SOLVED

Replace parts of text that meets certain criteria in a text file

Copper Contributor

I have a text file with approx 58000 lines. The lines holds different types of content for different purposes.

Some numbers that meets certain criterias should change to always have a fixed number of digits and remove any non-numeric characters as per the examples below.

I have struggled with the 3 scenarios below for some time now but I'm not getting there so any assistance would be much appreciated.

 

Scenario # 1: If exist #TRANS and "6" the number following "6", first example "4002", should have leading zeros added to always make it 8 digits within double quotes.

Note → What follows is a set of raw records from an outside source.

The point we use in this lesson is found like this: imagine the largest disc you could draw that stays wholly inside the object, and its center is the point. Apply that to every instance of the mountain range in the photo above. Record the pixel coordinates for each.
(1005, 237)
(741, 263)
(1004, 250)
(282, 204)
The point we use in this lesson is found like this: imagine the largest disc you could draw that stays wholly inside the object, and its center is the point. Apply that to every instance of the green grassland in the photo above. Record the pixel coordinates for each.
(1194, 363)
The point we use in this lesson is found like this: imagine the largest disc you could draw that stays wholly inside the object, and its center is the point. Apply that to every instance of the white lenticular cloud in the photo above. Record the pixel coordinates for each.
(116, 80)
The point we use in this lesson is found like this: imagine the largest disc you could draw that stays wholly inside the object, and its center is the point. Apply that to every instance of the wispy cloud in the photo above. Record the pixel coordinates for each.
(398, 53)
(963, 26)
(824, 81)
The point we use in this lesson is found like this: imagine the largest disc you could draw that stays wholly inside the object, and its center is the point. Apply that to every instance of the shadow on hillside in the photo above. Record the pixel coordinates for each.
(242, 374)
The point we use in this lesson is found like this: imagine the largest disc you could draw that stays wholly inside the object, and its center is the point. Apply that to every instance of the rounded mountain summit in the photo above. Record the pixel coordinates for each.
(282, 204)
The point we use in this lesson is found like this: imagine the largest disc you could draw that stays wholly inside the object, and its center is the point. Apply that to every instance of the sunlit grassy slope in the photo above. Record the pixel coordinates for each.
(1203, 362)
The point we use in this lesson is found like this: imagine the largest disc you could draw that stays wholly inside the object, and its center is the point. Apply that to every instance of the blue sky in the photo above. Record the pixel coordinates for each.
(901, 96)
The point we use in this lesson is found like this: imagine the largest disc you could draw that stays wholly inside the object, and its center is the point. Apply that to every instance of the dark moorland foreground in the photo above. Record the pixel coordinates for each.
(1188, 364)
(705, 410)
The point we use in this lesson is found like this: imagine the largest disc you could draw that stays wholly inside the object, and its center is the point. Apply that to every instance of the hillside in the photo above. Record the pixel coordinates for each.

Any non-numeric character should be removed.

Current contentWhat it shlould change to
   #TRANS 4319 {"6" "4002"} -22625.00 20220207 "Entreprenad AB"   #TRANS 4319 {"6" "00004002"} -22625.00 20220207 "Entreprenad AB"
   #TRANS 4319 {"6" "63-22"} -22625.00 20220207 "Entreprenad AB"

   #TRANS 4319 {"6" "00006322"} -22625.00 20220207 "Entreprenad AB"

 

Scenario # 2: If exist #TRANS and "25" (no "6") the number following "25", within double quotes, "162" should have leading zeros added to always be 4 digits within double quotes.

   #TRANS 1930 {"25" "1"} -21940.00 20220207 "Levbet"   #TRANS 1930 {"25" "0001"} -21940.00 20220207 "Levbet"

 

Scenario # 3: If exist #TRANS and both "6" and "25" the number following "6" should have any non-numeric characters removed and leading zeroes added for a total of 8 digits. Same as scenario # 1.

When both "6" and "25" exists the number following "25" should hold the 8 digit number following "6" and the 4 digit number following "25" as per scenario 2 in one sequence. 8+4=12 digits within double quotes.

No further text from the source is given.